Namun Allah SWT sangat sayang kepada hamba-Nya, apalagi pada hamba-Nya yang bertobat. Jika seseorang masuk Islam, maka Allah SWT akan mematikan semua pelanggaran di masa lalunya. Seperti Abdul Malik mantan musisi Heavy Metal Punk ini yang kemudian pindah masuk Islam.

Dari segi medis, tato juga sangat dilarang. Orang yang gemar bertato sangat beresiko terserang berbagai macam penyakit. Karena dengan melukai badan dengan bertato, ketika jarum tato mulai menusuk anggota tubuh, peluang untuk terluka sangat besar. Pada luka itulah, bermacam bibit penyakit mengintai untuk masuk ke dalam tubuh. Luka yang ditimbulkan dapat berakibat iritasi, yang berujung kepada infeksi dan berbagai macam penyakit.

Fakta menunjukkan bahwa orang yang bertato memiliki resiko untuk mendapatkan berbagai jenis penyakit. Seperti: HIV AIDS, Hepatitis B dan C, Tetanus, Abses (bisul bernanah), Infeksi Kronis.
Resiko lain yang harus dihadapi yaitu, penggunaan jarum tato yang tidak steril. Tidak ada yang bisa menjamin bahwa pentato menggunakan jarum steril & baru, dan bukan jarum bekas yang dipakai berulang kali.

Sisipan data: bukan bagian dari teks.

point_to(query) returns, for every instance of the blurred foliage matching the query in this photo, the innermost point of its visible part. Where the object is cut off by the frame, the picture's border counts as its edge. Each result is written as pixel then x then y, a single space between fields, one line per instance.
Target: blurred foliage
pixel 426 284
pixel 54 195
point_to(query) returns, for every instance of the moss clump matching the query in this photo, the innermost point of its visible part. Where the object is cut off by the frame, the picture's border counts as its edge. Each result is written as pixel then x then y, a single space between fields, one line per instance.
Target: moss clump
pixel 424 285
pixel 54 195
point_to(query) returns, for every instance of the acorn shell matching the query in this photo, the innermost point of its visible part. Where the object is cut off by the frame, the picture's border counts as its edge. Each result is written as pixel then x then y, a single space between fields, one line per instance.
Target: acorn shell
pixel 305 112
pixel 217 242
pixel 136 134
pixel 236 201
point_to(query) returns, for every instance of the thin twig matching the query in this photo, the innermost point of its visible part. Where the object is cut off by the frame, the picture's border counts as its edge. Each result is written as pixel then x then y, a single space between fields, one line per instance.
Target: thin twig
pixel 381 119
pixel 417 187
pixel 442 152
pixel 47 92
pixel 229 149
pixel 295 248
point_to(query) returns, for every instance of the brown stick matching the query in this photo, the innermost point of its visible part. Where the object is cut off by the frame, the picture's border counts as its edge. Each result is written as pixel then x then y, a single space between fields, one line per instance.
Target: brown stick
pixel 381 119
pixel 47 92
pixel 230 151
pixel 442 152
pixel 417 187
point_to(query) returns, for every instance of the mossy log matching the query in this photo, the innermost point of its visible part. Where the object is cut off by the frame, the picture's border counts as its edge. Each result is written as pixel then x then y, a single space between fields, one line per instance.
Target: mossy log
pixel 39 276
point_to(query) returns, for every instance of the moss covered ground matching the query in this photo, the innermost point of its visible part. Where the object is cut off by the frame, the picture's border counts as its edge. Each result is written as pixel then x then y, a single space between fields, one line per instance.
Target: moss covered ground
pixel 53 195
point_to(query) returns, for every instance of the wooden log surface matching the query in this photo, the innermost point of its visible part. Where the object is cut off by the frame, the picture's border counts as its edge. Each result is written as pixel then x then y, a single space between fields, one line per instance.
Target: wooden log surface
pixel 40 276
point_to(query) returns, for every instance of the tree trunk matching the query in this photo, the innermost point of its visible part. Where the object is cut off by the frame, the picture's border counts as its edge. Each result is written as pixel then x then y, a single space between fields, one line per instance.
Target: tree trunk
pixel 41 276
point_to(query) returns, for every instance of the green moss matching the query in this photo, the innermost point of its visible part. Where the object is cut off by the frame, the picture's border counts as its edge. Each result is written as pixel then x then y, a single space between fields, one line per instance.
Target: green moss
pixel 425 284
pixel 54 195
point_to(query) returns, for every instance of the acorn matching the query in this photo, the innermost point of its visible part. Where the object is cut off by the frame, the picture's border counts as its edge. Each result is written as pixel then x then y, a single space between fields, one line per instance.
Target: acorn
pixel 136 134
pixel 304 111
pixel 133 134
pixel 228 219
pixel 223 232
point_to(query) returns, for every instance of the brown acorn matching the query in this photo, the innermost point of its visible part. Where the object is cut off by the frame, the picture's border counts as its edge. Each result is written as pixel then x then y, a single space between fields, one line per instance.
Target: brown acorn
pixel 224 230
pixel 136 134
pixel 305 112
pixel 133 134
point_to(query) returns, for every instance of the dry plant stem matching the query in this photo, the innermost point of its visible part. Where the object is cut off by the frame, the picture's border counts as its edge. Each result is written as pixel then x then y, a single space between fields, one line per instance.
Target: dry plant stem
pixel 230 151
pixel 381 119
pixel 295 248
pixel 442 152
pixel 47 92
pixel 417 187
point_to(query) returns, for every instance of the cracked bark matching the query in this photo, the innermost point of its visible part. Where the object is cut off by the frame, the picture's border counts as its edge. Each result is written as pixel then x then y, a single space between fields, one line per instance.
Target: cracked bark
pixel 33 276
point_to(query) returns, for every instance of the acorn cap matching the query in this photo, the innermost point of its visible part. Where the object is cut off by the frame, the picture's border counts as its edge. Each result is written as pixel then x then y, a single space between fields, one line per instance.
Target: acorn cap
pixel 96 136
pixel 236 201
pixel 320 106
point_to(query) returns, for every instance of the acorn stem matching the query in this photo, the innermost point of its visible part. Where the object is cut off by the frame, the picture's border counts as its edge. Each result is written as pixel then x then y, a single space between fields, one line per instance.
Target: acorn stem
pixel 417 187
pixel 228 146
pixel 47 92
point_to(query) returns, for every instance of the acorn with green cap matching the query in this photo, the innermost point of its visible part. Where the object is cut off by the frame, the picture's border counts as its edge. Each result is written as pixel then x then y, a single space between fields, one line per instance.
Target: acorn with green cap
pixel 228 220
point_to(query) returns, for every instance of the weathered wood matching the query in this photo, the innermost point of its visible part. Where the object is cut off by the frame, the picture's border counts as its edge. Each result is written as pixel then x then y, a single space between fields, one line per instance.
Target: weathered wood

Sebagai seorang muslim yang telah diberi petunjuk tentang mana yang haq dan mana yang bathil, sebaiknya kita belajar tentang bagaimana merawat titipan Allah SWT berupa tubuh kita dengan sebaik-baiknya. Dan tidak perlu ikut-ikutan mengikuti gaya hidup yang lebih banyak merugikan bagi tubuh.